One might point out that in this representations individuals (i..e chromosomes) are not binary in reality but this a matter of doubling the size of our vector. We could represent one loci with four possible values (A,C,G,T) with two loci with two possible values (10, 11, 00, 01). For example, 10 can be represented as A, 11 as G, 00 as C and 01 as T.

Now that we described the basic framework, we outline the steps of the proof.

(1) Let i be any state with less than optimal fitness and let p_i^t denote the probability of reaching that state at time t. Also because of the structure of the transition matrix, this is true: \lim \ t \to \infty \ p_i^t > 0.
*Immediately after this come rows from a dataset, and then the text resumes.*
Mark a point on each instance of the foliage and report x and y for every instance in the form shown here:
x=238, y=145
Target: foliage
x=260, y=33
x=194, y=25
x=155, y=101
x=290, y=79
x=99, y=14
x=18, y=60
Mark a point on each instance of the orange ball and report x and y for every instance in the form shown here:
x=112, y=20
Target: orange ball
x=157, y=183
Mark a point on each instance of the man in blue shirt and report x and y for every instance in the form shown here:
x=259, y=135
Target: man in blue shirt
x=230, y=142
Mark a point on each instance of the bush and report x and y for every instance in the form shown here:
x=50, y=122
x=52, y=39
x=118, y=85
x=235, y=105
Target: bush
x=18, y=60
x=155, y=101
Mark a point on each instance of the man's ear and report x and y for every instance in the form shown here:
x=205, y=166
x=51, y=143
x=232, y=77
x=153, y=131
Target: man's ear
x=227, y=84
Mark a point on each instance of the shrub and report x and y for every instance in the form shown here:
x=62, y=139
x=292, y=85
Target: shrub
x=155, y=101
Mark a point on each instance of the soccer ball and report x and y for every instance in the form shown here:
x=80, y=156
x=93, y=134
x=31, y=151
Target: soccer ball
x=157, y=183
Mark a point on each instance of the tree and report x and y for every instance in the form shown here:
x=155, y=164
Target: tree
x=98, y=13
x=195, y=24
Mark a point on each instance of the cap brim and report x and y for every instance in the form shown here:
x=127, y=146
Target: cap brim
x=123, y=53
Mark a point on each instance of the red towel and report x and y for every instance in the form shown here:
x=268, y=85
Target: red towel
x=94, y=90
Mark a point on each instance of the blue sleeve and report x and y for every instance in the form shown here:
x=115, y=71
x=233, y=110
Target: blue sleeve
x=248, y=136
(2) P(not reaching the optimal fitness at time t) \ge  p_i^t

(3) step (2) is true if and only if P(reaching the optimal fitness at time t\le  1 - p_i^t

(4) \lim \ t \to \infty P(reaching the optimal fitness at time t) =  \lim \ t \to \infty \ (1 - p_i^t) < 1

Please see the paper for the actual proof.

Genetic Algorithms and their Direct Relevance to Evolution

Genetic algorithms simulate evolution. Wikipedia says that genetic algorithms are “search heuristic that mimic the process of natural selection” but it is much more than that. For example, drift (which is not natural selection) can be seen in a simulation of a genetic algorithm. I actually believe genetic algorithms might be able to reflect nearly every phenomena observed in the natural world. But understanding evolution using genetic algorithms is definitely not straightforward as we do not know how fitness functions actually look like in nature (a long-standing problem in evolutionary biology) and even if we do, we cannot simulate such unimaginable complex fitness functions.
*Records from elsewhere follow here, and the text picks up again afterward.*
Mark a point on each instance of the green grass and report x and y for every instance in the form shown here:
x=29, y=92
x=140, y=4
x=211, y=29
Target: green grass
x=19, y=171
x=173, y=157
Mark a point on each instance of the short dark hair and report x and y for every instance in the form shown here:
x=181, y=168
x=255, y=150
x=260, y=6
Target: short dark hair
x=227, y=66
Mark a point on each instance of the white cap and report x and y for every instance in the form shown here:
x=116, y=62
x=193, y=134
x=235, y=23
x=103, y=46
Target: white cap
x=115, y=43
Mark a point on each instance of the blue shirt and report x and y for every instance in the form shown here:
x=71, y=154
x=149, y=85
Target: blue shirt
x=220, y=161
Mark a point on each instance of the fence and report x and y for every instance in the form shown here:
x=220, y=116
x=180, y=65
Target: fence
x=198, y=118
The genetic algorithm goes something like this (although there are many variations):

First choose an initial population of N chromosomes

Repeat the following for n generations

(1) perform crossover  (this is optional)

(2) perform mutation

(3) calculate the fitness of each chromosome (x) in the population using the fitness function f(x)

(4) perform selection

All the essential properties of evolution as understood by biologists are captured in the algorithm: variation, heritability, and differential success in leaving offspring.

I think therefore, principally every phenomenon seen in the natural world could be seen in genetic algorithms of sufficient complexity. But I don’t think the reverse logically follows.
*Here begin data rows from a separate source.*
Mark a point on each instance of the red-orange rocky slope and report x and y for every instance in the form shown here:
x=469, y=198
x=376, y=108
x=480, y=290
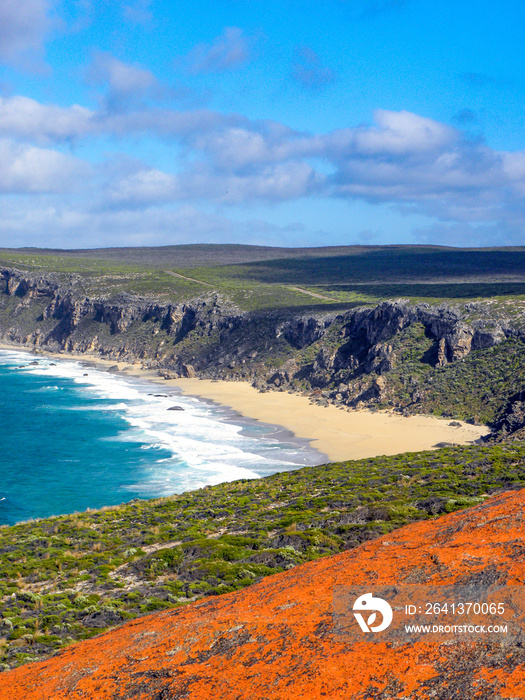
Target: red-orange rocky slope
x=275, y=639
Here I show a simulation of a genetic algorithm using the R package “GA”. The fitness function in this case is the Rastrigin function which has a large number of local optima ( I only used the 1 dimensional version for simplicity.

It looks like this (note the global optima is at 500)



Here is a run of a genetic algorithm



As you can see, it eventually reached the global optima. Note how the best fitness value increased in discrete steps and how the average fitness of the population took sometime to catch up.